EFFECTS OF MASONRY INFILLS ON THE NONLINEAR SEISMIC ANALYSIS OF RC BUILDINGS WITH DAMPED BRACES

Recent design procedures of hysteretic damped braces (HYDBs) for the seismic retrofitting of buildings have faced the problem of the selection of proper performance levels in order to substantially limit structural as well as non-structural damage. For the latter, attention is generally focused on the in-plane (IP) behaviour of masonry infills (MIs), while their out-of-plane (OOP) response has been overlooked. Ex-post checking on effectiveness of the HYDBs against the OOP seismic collapse of MIs is generall y made. To overcome this current limitation, this work proposes a displacement-based design procedure of HYDBs, updated to include the effects of the OOP nonlinear seismic response of MIs. A five-storey reinforced concrete (RC) hospital building infilled with MIs placed in the interior bays of the perimeter frames is preliminarily designed in a medium-risk seismic zone. Then, retrofitting of the test structure in a high-risk seismic zone is carried out, incorporating diagonal steel braces with HYDs in the perimeter frames of the building plan. Specifically, the retrofit target displacement is derived from the capacity curve of the original infilled structure, in which IP and OOP contributions of MIs parallel and perpendicular to the direction of seismic loads, respectively, are considered. Nonlinear static analyses are carried out assuming linear and uniform vertical distributions of the seismic load, proportional to the floor masses and the concentrated OOP mass of MIs.
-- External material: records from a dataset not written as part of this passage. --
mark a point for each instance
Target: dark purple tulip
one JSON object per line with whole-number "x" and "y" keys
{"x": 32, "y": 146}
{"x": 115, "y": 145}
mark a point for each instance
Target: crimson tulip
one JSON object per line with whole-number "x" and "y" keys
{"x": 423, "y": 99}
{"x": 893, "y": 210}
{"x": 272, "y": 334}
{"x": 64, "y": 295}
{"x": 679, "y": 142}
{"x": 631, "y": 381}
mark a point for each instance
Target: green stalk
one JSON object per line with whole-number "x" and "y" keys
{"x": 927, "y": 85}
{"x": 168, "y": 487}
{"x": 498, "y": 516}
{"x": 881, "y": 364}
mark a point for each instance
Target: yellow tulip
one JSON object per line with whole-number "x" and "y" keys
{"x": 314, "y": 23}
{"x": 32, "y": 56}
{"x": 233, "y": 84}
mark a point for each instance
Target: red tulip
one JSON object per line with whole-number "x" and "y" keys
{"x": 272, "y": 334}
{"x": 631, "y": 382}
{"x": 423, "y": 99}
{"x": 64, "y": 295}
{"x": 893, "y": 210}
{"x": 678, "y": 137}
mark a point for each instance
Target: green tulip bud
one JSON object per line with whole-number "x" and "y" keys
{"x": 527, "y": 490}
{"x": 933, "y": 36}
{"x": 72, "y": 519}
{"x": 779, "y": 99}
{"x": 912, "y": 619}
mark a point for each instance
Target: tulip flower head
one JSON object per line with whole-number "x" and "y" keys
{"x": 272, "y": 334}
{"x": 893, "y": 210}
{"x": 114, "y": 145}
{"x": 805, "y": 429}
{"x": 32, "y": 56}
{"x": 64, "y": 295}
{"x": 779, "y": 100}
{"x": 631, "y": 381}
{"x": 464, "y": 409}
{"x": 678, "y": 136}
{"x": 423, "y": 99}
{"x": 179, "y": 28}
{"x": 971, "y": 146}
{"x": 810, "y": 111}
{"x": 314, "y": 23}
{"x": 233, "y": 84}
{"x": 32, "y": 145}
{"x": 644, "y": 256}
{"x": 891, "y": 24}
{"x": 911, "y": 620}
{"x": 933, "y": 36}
A lumped plasticity model is adopted for RC frame members of the superstructure, based on a piecewise linearisation of the axial load-biaxial bending moment elastic domain of the cross-sections; a five-element macro-model of an MI is considered, composed of a central IP truss element and four diagonal OOP beams that govern its inelastic response. Then, HYDBs are modelled with truss elements characterised by a bilinear force-displacement law, without considering the flexibility of the supports. Real accelerograms, matching, on average, the design response spectra for serviceability and ultimate performance levels, are employed to carry out nonlinear dynamic analyses before and after retrofitting to ascertain the reliability of the HYDBs.